Chris Froome declined to commit to defending his Giro d’Italia title as the route was announced on Wednesday.
The Team Sky rider won the Italian Grand Tour in May to complete a remarkable ‘grand slam’ as it followed on from his Tour de France and La Vuelta wins in 2017.
Froome attempted an ultimately unsuccessful Giro-Tour double this year as he went on to finish third in the Tour de France, which was won by team-mate Geraint Thomas – leaving Froome still one short of matching the record of five Tour victories jointly held by Eddy Merckx, Bernard Hinault, Jacques Anquetil and Miguel Indurain.
The 33-year-old seems certain to target the Tour in 2019, and the shorter gap between the Giro and the Tour in 2019 – three-and-a-half weeks rather than five and a half this year – will discourage another double attempt.
Froome appeared on stage at Wednesday’s launch and was asked if he was likely to race.
“I still don’t know,” he said through a translator. “It’s a decision that I have to take with the team.”
Froome was repeatedly teased by the presenters about whether he would race but laughed off their attempts to get anything more concrete from him.
“We’re all together in December at a training camp so I think in that period we will decide everything for next year,” he added. “One thing is certain – if I’m not there one of my team-mates will be coming to try to win.”
Sky appear to face a selection dilemma for next year’s Grand Tours, with Thomas’ unexpected victory leaving them with competing leaders.
Thomas has suggested he has “unfinished business” at the Giro after his 2017 bid fell flat, but will be keen to return to France as the defending champion.
Whoever does race the Giro will face a balanced route which takes place almost entirely within Italy’s borders following last year’s start in Israel, venturing out just once on an individual time trial into San Marino.

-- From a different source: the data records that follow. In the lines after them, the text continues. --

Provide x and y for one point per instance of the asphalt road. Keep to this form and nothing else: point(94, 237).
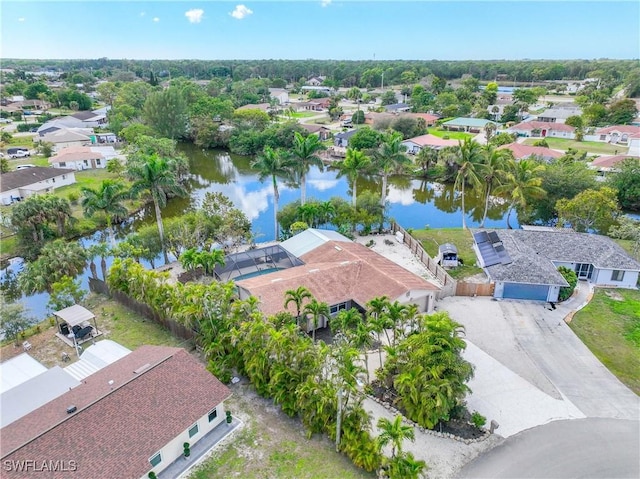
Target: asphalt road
point(582, 448)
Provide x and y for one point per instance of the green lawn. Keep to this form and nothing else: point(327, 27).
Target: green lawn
point(610, 327)
point(272, 445)
point(593, 147)
point(431, 239)
point(453, 135)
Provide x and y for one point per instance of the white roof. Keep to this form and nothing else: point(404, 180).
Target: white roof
point(17, 370)
point(104, 353)
point(75, 314)
point(310, 239)
point(37, 391)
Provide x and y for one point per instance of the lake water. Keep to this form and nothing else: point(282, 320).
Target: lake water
point(412, 203)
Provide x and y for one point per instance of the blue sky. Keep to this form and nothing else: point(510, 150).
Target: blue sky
point(321, 29)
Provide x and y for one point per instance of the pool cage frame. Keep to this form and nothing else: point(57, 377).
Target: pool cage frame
point(252, 261)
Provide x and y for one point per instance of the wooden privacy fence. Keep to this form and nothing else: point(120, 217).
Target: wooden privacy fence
point(177, 329)
point(450, 286)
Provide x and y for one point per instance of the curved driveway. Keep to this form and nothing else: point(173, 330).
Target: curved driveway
point(581, 448)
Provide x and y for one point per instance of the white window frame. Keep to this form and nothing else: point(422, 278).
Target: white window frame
point(157, 454)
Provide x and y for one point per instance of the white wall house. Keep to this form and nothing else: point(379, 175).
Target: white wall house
point(20, 184)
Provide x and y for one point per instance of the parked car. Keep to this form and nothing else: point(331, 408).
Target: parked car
point(18, 152)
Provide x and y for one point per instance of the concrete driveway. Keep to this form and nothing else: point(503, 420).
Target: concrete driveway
point(585, 448)
point(537, 345)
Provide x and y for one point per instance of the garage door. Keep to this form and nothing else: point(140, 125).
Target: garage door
point(526, 291)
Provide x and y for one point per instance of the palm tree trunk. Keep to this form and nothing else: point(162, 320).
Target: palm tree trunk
point(156, 204)
point(464, 221)
point(276, 197)
point(486, 206)
point(383, 196)
point(354, 194)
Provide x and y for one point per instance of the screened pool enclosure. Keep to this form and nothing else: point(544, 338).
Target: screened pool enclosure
point(255, 262)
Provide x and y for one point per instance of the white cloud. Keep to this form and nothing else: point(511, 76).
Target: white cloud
point(194, 15)
point(240, 12)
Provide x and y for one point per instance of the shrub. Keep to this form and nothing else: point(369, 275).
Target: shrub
point(478, 419)
point(572, 279)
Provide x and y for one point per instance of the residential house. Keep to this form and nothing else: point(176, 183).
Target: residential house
point(521, 152)
point(470, 125)
point(618, 134)
point(342, 139)
point(83, 157)
point(66, 137)
point(128, 419)
point(20, 184)
point(606, 164)
point(397, 108)
point(315, 81)
point(280, 94)
point(523, 263)
point(415, 144)
point(339, 272)
point(266, 107)
point(540, 129)
point(559, 114)
point(321, 131)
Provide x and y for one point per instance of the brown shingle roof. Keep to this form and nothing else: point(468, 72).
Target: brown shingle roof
point(29, 176)
point(336, 272)
point(115, 431)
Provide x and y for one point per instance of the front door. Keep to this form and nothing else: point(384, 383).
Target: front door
point(584, 270)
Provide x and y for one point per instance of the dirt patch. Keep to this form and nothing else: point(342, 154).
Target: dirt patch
point(614, 295)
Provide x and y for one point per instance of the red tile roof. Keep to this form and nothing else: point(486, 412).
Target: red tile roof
point(521, 151)
point(610, 161)
point(336, 272)
point(631, 130)
point(432, 140)
point(541, 125)
point(157, 393)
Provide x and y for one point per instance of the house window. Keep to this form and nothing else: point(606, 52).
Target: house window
point(213, 415)
point(617, 275)
point(155, 460)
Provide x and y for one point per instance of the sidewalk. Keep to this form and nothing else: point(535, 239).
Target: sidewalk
point(199, 451)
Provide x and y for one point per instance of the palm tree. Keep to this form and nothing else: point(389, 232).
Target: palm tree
point(108, 198)
point(316, 310)
point(355, 162)
point(468, 161)
point(272, 163)
point(394, 433)
point(304, 152)
point(389, 158)
point(297, 297)
point(521, 181)
point(425, 158)
point(158, 176)
point(490, 171)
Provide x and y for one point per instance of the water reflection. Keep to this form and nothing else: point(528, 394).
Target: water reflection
point(413, 203)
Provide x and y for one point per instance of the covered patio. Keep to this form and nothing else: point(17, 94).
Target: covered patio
point(75, 326)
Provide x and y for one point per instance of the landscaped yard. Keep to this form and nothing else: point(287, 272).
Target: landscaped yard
point(272, 445)
point(593, 147)
point(431, 239)
point(610, 327)
point(452, 135)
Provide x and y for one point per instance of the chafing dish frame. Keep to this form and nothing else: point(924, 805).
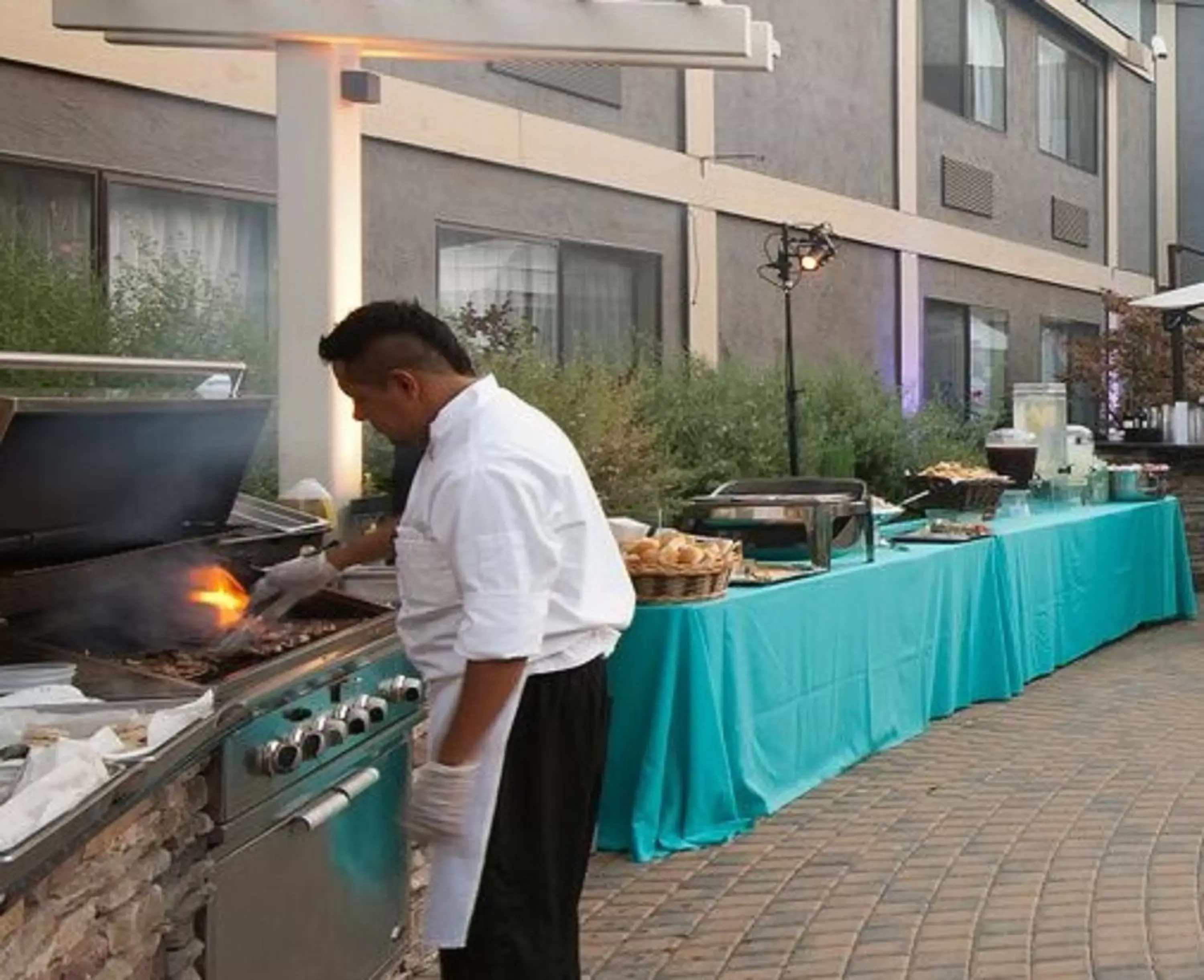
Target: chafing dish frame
point(817, 514)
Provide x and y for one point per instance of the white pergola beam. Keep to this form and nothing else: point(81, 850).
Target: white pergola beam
point(764, 53)
point(601, 28)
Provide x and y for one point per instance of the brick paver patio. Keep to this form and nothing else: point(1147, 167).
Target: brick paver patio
point(1056, 836)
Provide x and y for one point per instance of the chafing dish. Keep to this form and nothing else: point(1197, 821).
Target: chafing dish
point(800, 519)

Over the course of 3,518km, the riders will tackle famed climbs including the Passo Gavia and Passo del Mortirolo and lesser-known gems such as the Colle de Nivolet to Lake Serru, which appears on stage 13.
There are a total of seven summit finishes – two of them on individual time trials. The final week is loaded with mountain tests but the overall winner will not be known until the final day and a third individual time trial which finishes in Verona’s amphitheatre.